# Target pins



## Larry brown (Aug 17, 2013)

Get you some wire nuts, nail that will fit in there and epoxy the nail in. Hold well. There is a kid who makes some on Facebook also. Look up gas bow strings and they have some made by him and think they give his name. 
I have some that are bent wire have to take a picture of them and post em up.


----------



## autoguns (Apr 27, 2010)

these work good


----------



## Pacnorhunter (Apr 6, 2019)

Nice


----------



## Outsider (Aug 16, 2011)

autoguns said:


> these work good


I had really hard time pushing them in. Target would move before I was able to do it


----------



## Tipe (May 19, 2018)

Use normal nail and piece 1"x1" or ¾"x¾" of 10-12mm (25/64"-15/32") foam rubber. 
Push nail thru and put some epoxy to glue that head into foam.


Really works well and is easy to push... + U can make 100 of them at price of 12 bought pin's.


----------



## jk3campbell (Jun 11, 2016)

I made some of these for my wife, kids and me. Bought some cheap dice off Amazon drilled a hole matching the size of a nail. Cut off the head and epoxy or super glue the nail into the hole. Drill slow or the dice may develop some stress cracks. I also filed a groove in the nail for the glue to have more hold.









Sent from my XT1254 using Tapatalk


----------



## kballer1 (Aug 31, 2010)

Those that autogun show will tear your thumb nail off trying to remove them & they play heck on wheel chair wheels. Piece of old garden hose & ring barn nail works great for out doors target butts & long golf tee's work for indoor targets.


----------



## RebelGT (Apr 5, 2019)

Those die pins look awesome!


----------



## jcw740 (Jun 13, 2018)

Nice!


----------



## johnnyyukon (Jul 8, 2018)

jk3campbell said:


> I made some of these for my wife, kids and me. Bought some cheap dice off Amazon drilled a hole matching the size of a nail. Cut off the head and epoxy or super glue the nail into the hole. Drill slow or the dice may develop some stress cracks. I also filed a groove in the nail for the glue to have more hold.
> 
> 
> 
> ...


Brilliant. Can't believe it's been so hard to find a home depot/etc. solution. DIY it is


----------



## caspian (Jan 13, 2009)

I made several hundred of these for my club a couple of years ago for about $50. I bought 250 4" bullet head nails and I think 6 or 7 hardwood rake handles.

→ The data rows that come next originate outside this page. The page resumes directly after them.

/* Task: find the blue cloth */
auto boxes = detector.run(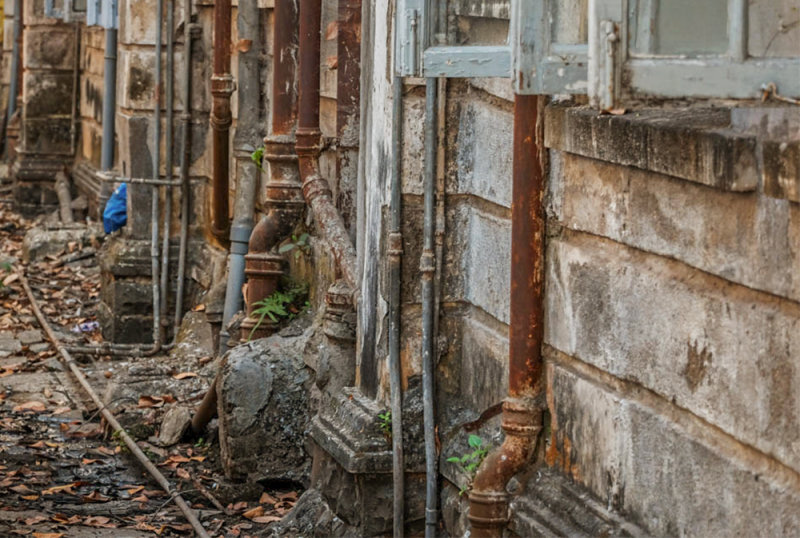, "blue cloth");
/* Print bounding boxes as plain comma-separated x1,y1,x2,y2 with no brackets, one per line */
103,183,128,234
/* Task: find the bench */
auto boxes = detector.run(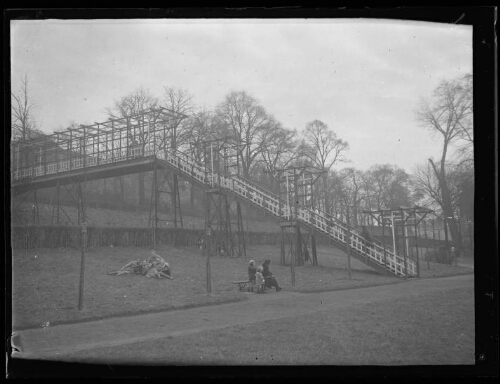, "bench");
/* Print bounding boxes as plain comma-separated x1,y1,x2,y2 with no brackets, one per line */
233,280,253,292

I made a jig for my bandsaw to cut them to 1" lengths and another jig to hold them on my pedestal drill for centre drilling. I did sand the edges on a disc sander but next time I would not bother for the time it took. nails were just tapped through the hole over a block with a recess drilled with a spade bit and a centre hole to clear the nail. I lost maybe a dozen due to splitting, but if I drilled the centre holes any larger the nails would have needed to be glued in.

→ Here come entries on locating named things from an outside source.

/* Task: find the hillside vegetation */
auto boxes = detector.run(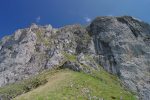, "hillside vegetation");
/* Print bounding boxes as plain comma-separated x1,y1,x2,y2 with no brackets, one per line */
11,70,136,100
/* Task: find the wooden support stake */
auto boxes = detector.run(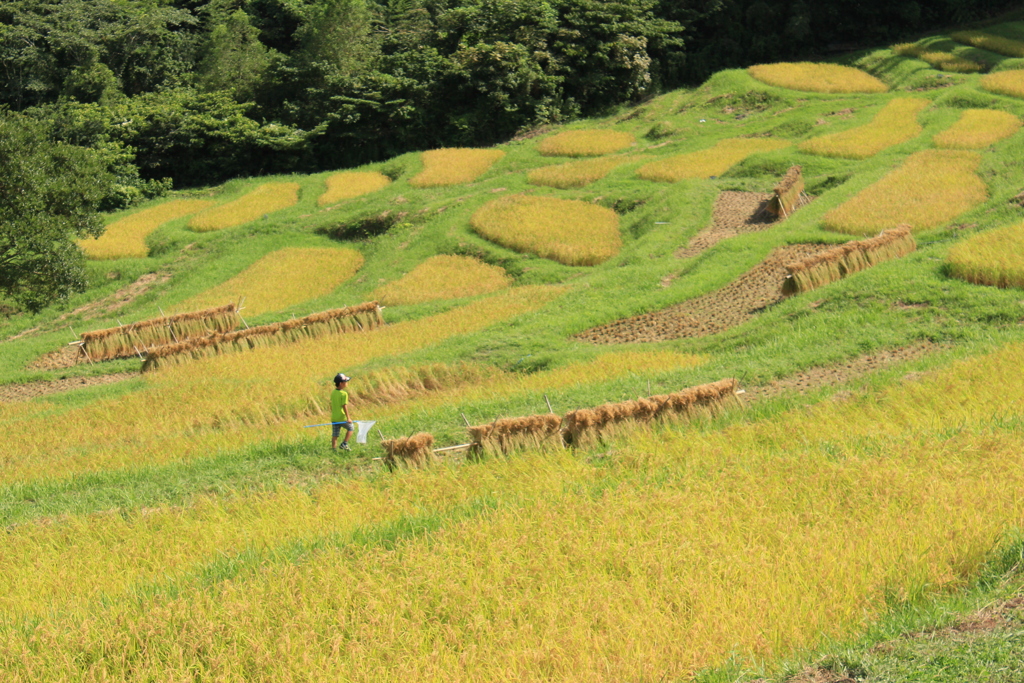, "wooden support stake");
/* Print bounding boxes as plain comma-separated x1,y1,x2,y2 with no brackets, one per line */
434,442,477,453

sorry for the blurry pic, I has lost the originals and this was a facebook rescue.


----------



## Outsider (Aug 16, 2011)

caspian said:


> I made several hundred of these for my club a couple of years ago for about $50. I bought 250 4" bullet head nails and I think 6 or 7 hardwood rake handles.
> 
> I made a jig for my bandsaw to cut them to 1" lengths and another jig to hold them on my pedestal drill for centre drilling. I did sand the edges on a disc sander but next time I would not bother for the time it took. nails were just tapped through the hole over a block with a recess drilled with a spade bit and a centre hole to clear the nail. I lost maybe a dozen due to splitting, but if I drilled the centre holes any larger the nails would have needed to be glued in.
> 
> sorry for the blurry pic, I has lost the originals and this was a facebook rescue.


Nice job caspian. What I like about small screw like in mine is they have thread machined which "grabs" the target pretty good. I was afraid smooth surface nails might slide out a little on every shot.


----------



## Outsider (Aug 16, 2011)

jk3campbell said:


> I made some of these for my wife, kids and me. Bought some cheap dice off Amazon drilled a hole matching the size of a nail. Cut off the head and epoxy or super glue the nail into the hole. Drill slow or the dice may develop some stress cracks. I also filed a groove in the nail for the glue to have more hold.
> 
> 
> 
> ...


There was a guy there who was selling exact same pins. My friend bought a set. I think he paid like $15 for 4 of them.


----------



## jk3campbell (Jun 11, 2016)

I used 16d nails and got 50 dice for $10. That's a pretty good profit he was making at 15 a set.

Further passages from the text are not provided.